Zu der Corona-konform "hybriden" Tagung kamen so rund 80 Personen aus kommunalen Verwaltungen und Moscheegemeinden, aber auch von Vereinen, Initiativen und Organisationen der Zivilgesellschaft auf muslimischer wie nicht-muslimischer Seite zusammen. Mit Vorträgen und in moderierten Panel- und Podiumsdiskussionen widmeten sich die Teilnehmerinnen und Teilnehmer dem intensiven und offenen Austausch über Möglichkeiten, Handlungsoptionen und Herausforderungen, die sich in der kommunalen Kooperation mit muslimischen Gemeinden ergeben.

Kommunen als Brückenbauer und Türöffner

Martin Lauterbach, im BAMF Leiter der für Grundsatzfragen der Integration und Integrationsmaßnahmen zuständigen Gruppe, betonte zu Beginn der Tagung die Schlüsselfunktion, die den kommunalen Verwaltungen in ihrem Wirken als Ansprechpartner, Brückenbauer und Türöffner für die muslimischen Gemeinden zukomme. Hierbei spielten, so Lauterbach, die Integrationsbeauftragten eine herausgehobene Rolle. Zugleich müssten sich aber auch andere Arbeitseinheiten ihrer Bedeutung und Verantwortung in diesem Bereich bewusst sein – und Verwaltungsabläufe sowie Organisationsstrukturen daraufhin abstimmen.
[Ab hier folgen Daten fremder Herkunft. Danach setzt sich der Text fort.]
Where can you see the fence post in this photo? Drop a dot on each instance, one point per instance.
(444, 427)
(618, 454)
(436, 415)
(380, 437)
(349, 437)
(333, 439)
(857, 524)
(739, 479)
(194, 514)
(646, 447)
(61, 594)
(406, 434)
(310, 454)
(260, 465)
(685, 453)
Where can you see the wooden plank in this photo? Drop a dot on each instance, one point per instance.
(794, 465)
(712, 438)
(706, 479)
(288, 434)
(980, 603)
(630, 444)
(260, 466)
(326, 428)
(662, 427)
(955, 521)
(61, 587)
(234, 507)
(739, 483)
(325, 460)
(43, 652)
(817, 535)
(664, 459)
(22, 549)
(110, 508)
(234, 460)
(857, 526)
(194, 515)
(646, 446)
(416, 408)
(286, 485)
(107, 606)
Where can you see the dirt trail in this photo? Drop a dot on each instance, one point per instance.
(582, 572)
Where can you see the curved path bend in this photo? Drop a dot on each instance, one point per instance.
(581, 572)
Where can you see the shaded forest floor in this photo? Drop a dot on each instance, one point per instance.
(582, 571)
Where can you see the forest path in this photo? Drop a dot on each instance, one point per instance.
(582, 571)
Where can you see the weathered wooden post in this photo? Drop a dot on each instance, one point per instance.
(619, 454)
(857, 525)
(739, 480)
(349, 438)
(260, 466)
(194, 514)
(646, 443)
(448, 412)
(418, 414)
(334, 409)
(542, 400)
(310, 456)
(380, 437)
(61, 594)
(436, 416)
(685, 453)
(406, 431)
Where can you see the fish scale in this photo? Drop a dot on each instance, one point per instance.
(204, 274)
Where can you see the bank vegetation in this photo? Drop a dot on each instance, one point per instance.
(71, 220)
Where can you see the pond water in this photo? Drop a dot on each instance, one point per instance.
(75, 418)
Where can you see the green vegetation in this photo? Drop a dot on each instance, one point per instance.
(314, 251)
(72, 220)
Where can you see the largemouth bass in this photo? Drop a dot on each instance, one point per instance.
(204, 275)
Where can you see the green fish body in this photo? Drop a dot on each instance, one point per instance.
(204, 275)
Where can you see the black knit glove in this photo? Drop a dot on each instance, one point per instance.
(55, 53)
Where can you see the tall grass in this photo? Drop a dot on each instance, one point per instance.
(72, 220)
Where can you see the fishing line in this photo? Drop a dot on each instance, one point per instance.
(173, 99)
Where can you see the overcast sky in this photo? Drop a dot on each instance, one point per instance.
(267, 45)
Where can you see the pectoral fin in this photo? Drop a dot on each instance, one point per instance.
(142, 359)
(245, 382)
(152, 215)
Muslimische Gemeinden als wichtige kommunale Akteure

Dass die entscheidenden Berührungspunkte, Kontakte und Austauschprozesse dezentral im jeweiligen direkten lokalen Umfeld liegen, entstehen und ablaufen, wurde während der Veranstaltung immer wieder hervorgehoben und bestätigt. Dabei wurden muslimische Gemeinden als Orte beschrieben und gewürdigt, die nicht nur Stätten des Gebets sind und Dienstleistungen im Bereich Seelsorge und Wohlfahrt bieten, sondern gerade auch "emotionale Heimstatt" und insofern "ganzheitlich" zentrale soziale Akteure in ihren Nachbarschaften sind. Zugleich wurde wiederholt betont und an Beispielen geschildert, welchen unfreiwilligen Beschränkungen diese Rolle und Arbeit durch begrenzte finanzielle Mittel, die hauptsächlich ehrenamtliche Organisation und damit einhergehend oft fehlende professionelle Strukturen unterliegen.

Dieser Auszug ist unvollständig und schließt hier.